Canadian Invasion

by FadedSepia



Category: Marvel Cinematic Universe, The Avengers (Marvel Movies), The Avengers (Marvel) - All Media Types
Genre: Domestic Fluff, Established Relationship, Fluff, Gift Fic, Happy Birthday, I know you're actually pros at invading the United States, Lots of laughing, M/M, Mild Teasing, Warm and Fuzzy Feelings, apologies to actual Canadians, based on a real thing that happened to me, birthday fic, cute husbands, the midwest is kinda weird
Language: English
Status: Completed
Published: 2019-05-03
Updated: 2019-05-03
Packaged: 2020-02-16 19:04:10
Rating: Teen And Up Audiences
Warnings: No Archive Warnings Apply
Chapters: 1
Words: 1,142
Publisher: archiveofourown.org
Story URL: https://archiveofourown.org/works/18697411
Author URL: https://archiveofourown.org/users/FadedSepia/pseuds/FadedSepia
Summary: Bucky was jolted awake by a sound he remembered all too well.
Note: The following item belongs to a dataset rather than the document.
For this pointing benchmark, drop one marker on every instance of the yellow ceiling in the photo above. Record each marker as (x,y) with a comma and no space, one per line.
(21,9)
He knew this sound. Quite literally knew this drill. The lights were already out, and they kept their weapons at the ready, each on his own side of the bed, so that was no concern. Vacation home or not; even in the middle of nowhere Iowa, neither he nor Clint was in the habit of being anywhere unarmed.His only worry, really, regarded what the current location of his husband was, since the answer – even when talking about Clint Barnes-Barton at o-three-hundred - should have been ‘in bed.’ A sigh of relief slipped out of him when Clint opened the bedroom door, catching his eyes, hands moving quickly, palm over fist, signing to compensate for the wail of the sirens. ‘BASEMENT.’When he's awoken by sirens in the middle of the night, Bucky is prepared for every contingency… almost





	Canadian Invasion

**Author's Note:**

> **H appy Birthday, SEVDRAG!**

Bucky was jolted awake by a sound he remembered all too well. He knew this sound. Quite literally _knew this drill._ The lights were already out, and they kept their weapons at the ready, each on his own side of the bed, so that was no concern. Vacation home or not; even in the middle of fucking nowhere Iowa, neither he nor Clint was in the habit of being anywhere unarmed.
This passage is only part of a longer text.